DETECCIÓN DIRECTA DE MICOBACTERIAS

El desarrollo de las técnicas de amplificación de ácidos nucleicos ha revolucionado el diagnóstico microbiológico del MTB, permitiendo detectar en menos de ocho horas secuencias específicas de ADN o ARN, con una sonda de secuencias complementarias, usando un microscopio de luz o métodos colorimétricos.¹² La mayoría de estas pruebas se basan en técnicas de reacción en cadena de la polimerasa (PCR) y las puede desarrollar el mismo laboratorio que hace el diagnóstico o adquirirlas comercialmente.

La FDA (Food and Drug Administration) ha aprobado dos pruebas comerciales de este tipo para la detección directa del MTB en muestras respiratorias positivas para BAAR: el Amplified^® Mycobacterium tuberculosis Direct test (MTD) y el AMPLICOR^®. Mycobacterium tuberculosis test.

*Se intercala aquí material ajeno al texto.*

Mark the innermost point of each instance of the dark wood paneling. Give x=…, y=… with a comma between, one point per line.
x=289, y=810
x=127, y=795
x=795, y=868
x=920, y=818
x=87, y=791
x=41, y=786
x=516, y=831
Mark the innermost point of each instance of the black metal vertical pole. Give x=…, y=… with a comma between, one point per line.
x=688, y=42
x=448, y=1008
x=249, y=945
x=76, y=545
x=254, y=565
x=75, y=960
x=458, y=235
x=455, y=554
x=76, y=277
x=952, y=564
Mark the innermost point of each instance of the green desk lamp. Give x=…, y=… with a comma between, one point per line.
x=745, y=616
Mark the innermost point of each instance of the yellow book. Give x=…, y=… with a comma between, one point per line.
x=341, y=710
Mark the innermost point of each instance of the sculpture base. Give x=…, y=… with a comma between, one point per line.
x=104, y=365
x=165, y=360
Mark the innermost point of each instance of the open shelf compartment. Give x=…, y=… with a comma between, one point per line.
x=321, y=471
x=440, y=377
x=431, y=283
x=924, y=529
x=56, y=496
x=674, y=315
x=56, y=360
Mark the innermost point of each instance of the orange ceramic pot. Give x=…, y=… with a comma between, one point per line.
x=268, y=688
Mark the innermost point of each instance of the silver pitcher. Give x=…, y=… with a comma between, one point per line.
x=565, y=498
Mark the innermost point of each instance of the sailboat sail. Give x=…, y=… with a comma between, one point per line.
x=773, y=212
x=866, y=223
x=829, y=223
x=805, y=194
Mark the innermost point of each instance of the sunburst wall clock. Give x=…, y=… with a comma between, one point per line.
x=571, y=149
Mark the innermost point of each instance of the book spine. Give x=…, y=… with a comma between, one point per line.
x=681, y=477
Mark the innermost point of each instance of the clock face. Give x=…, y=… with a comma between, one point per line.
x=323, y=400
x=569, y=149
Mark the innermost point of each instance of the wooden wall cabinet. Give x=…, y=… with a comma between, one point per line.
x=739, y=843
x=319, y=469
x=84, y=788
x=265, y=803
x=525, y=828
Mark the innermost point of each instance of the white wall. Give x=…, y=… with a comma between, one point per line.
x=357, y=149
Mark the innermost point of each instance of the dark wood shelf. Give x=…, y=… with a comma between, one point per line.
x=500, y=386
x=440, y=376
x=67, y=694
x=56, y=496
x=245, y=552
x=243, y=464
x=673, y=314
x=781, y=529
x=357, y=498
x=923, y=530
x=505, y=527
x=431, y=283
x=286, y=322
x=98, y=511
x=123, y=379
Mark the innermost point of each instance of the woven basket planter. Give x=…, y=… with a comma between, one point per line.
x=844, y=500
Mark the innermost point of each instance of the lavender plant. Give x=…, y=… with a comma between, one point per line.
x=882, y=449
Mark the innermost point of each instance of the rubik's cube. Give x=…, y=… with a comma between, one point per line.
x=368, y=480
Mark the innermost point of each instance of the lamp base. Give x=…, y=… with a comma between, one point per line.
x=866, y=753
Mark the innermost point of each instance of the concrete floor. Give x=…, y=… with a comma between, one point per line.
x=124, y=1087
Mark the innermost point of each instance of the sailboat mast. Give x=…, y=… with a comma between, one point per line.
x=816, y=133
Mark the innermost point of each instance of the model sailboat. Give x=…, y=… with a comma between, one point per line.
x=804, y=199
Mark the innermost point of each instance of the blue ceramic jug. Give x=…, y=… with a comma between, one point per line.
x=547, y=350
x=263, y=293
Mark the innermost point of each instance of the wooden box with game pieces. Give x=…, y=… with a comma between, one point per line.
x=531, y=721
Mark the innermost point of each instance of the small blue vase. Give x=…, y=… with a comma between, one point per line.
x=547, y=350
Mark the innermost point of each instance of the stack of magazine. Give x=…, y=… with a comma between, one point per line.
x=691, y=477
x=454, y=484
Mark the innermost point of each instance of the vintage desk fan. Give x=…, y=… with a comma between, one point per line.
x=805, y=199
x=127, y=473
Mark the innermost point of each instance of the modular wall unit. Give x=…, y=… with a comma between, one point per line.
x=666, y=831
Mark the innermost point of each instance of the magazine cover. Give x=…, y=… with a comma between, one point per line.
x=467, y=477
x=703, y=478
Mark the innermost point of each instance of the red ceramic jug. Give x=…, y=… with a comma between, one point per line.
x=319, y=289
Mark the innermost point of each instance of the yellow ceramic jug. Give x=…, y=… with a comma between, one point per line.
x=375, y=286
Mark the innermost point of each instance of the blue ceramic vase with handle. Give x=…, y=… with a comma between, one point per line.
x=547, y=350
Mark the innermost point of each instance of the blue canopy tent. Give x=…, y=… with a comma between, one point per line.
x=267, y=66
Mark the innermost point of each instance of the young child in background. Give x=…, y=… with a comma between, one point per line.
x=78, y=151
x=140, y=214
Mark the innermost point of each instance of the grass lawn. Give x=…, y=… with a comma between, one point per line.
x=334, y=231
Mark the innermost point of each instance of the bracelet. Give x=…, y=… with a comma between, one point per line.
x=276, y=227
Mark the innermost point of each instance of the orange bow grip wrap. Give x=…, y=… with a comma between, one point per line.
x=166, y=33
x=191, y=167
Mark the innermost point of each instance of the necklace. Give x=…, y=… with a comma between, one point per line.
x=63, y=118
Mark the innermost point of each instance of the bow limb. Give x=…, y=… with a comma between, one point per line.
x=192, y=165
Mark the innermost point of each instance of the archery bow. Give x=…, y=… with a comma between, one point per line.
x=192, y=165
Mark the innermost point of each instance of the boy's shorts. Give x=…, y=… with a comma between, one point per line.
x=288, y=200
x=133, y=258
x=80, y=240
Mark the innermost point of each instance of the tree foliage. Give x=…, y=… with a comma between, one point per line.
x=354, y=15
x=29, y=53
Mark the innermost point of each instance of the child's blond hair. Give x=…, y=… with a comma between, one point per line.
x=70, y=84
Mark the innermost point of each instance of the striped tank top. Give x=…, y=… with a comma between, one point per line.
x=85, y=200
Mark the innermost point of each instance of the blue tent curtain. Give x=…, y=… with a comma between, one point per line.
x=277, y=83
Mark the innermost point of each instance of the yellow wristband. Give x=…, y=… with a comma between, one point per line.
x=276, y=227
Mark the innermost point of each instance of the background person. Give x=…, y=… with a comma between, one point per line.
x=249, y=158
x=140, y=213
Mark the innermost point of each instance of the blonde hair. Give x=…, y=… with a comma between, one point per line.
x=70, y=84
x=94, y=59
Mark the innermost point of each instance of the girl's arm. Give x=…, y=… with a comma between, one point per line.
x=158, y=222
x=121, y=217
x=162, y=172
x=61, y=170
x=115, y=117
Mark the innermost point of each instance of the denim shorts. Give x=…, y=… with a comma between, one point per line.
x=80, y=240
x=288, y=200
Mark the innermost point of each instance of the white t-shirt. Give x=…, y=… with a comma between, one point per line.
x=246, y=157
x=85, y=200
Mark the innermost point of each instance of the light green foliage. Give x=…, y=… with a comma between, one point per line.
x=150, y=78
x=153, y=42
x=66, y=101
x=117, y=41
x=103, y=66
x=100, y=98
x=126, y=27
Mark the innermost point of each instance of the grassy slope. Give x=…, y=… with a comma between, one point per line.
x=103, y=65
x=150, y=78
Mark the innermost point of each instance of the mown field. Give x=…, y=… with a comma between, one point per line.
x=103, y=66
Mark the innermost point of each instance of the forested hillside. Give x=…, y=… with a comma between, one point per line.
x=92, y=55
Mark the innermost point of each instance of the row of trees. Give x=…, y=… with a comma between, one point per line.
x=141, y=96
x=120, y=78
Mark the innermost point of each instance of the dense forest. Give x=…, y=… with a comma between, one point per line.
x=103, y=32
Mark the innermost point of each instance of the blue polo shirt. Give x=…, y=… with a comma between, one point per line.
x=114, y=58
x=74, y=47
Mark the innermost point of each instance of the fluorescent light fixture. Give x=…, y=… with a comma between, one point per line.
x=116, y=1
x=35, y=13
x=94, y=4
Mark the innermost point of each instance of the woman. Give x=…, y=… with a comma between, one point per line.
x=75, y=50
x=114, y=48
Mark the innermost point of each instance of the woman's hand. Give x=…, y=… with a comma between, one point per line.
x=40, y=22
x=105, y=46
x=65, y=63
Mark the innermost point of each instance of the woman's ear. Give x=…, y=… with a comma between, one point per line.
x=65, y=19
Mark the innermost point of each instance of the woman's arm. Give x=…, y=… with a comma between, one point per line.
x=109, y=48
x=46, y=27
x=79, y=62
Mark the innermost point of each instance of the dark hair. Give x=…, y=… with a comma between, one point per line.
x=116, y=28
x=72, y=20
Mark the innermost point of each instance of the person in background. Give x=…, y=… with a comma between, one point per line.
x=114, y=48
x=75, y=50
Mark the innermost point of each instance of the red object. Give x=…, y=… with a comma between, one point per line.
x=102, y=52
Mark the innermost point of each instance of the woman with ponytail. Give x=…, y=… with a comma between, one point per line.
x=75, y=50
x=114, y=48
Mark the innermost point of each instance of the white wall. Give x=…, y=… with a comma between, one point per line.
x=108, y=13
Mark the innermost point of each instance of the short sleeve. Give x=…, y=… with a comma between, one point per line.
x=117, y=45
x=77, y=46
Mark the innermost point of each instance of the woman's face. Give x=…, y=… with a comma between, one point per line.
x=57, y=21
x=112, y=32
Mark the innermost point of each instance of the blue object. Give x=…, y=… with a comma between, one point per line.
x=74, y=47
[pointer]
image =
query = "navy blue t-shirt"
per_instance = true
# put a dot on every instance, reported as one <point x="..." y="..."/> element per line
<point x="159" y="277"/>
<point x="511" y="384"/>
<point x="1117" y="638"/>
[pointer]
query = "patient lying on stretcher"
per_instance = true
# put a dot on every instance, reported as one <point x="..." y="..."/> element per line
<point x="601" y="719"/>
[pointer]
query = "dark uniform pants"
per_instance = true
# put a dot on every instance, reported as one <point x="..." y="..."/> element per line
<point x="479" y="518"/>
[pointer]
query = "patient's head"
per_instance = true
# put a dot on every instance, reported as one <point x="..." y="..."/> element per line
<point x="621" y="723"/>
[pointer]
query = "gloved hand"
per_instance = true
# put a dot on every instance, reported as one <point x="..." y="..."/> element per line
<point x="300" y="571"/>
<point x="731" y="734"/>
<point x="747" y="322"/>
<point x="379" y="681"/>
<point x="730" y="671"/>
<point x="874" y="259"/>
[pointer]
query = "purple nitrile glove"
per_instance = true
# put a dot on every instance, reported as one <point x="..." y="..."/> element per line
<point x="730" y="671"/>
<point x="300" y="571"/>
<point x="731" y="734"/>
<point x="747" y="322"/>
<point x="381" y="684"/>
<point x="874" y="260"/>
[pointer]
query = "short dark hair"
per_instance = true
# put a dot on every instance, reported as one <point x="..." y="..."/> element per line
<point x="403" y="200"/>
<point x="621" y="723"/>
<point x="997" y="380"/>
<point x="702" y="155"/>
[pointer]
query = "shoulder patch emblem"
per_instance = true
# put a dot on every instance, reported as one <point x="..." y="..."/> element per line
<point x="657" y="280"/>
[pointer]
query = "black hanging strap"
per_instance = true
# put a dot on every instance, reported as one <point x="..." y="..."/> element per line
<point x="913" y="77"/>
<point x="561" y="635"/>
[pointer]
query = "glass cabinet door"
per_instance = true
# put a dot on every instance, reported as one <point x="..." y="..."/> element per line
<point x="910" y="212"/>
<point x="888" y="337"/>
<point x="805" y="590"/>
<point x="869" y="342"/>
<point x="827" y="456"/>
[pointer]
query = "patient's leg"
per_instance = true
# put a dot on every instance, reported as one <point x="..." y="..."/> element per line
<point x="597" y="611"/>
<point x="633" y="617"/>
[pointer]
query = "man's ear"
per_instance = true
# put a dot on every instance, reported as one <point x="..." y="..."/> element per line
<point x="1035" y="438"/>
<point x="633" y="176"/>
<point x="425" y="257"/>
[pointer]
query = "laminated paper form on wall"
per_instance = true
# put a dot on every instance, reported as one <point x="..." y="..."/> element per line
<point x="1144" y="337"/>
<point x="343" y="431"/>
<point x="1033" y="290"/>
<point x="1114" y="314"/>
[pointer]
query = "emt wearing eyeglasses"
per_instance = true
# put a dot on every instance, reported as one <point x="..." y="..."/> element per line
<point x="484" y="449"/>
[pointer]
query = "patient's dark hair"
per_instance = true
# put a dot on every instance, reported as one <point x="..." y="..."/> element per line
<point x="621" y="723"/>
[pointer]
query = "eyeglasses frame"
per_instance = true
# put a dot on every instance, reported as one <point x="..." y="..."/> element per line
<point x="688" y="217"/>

El MTD ha sido también aprobado para la detección de Mycobacterium tuberculosis en muestras respiratorias negativas o paucibacilares de pacientes con sospecha clínica de TB.¹³

Como era de esperar, la tasa de sensibilidad del MTD en pacientes con baciloscopia positiva (BK positivo) ha sido en general más alta que en quienes tienen baciloscopia negativa (90,9–98,4% frente a 83–85%), mientras que la de especificidad ha sido semejante independientemente del resultado de la baciloscopia (98–100% frente a 99%)^10,13–15 El valor predictivo positivo (VPP) del MTD fue más alto que el de la baciloscopia en las muestras de pacientes con probabilidad baja o intermedia de tener TB, mientras que el valor predictivo negativo (VPN) lo fue en las muestras de pacientes cuya probabilidad era intermedia o alta.¹⁶ La sensibilidad del Amplicor^® es menor y su VPP más bajo en comparación con los del MTD en pacientes con baciloscopia positiva (Tabla n.º 1).^10,13,15,17

Debido a su alta especificidad y a su moderada sensibilidad, se recomienda no usar esta prueba en pacientes con baja sospecha clínica ni en muestras con alta probabilidad de ser positivas en la baciloscopia; el criterio clínico debe guiar el uso e interpretación de la prueba para lograr su máximo desempeño.¹⁸ Además, con el Amplicor^® se puede detectar el MTB en muestras de pacientes en quienes se ha iniciado el tratamiento y cuyos cultivos son negativos, así como en las muestras con micobacterias de crecimiento rápido que impiden detectar el MTB en los cultivos.¹⁹ La sensibilidad del Amplicor^® no varía entre poblaciones con endemicidad alta o baja para TB, y es independiente de la infección con VIH.²⁰

Se han desarrollado otros métodos, entre ellos los siguientes: el BD Probe Tec ET system^® que amplifica las secuencias de inserción IS6110 y 16S del ARN, y genera simultáneamente una reacción química que produce fluorescencia la cual permite detectar el MTB. Estudios preliminares^13,21 han demostrado sensibilidad de 93,8%, especificidad de 99,8%, VPP de 93,8% y VPN de 99,8% (Tabla n.º 1)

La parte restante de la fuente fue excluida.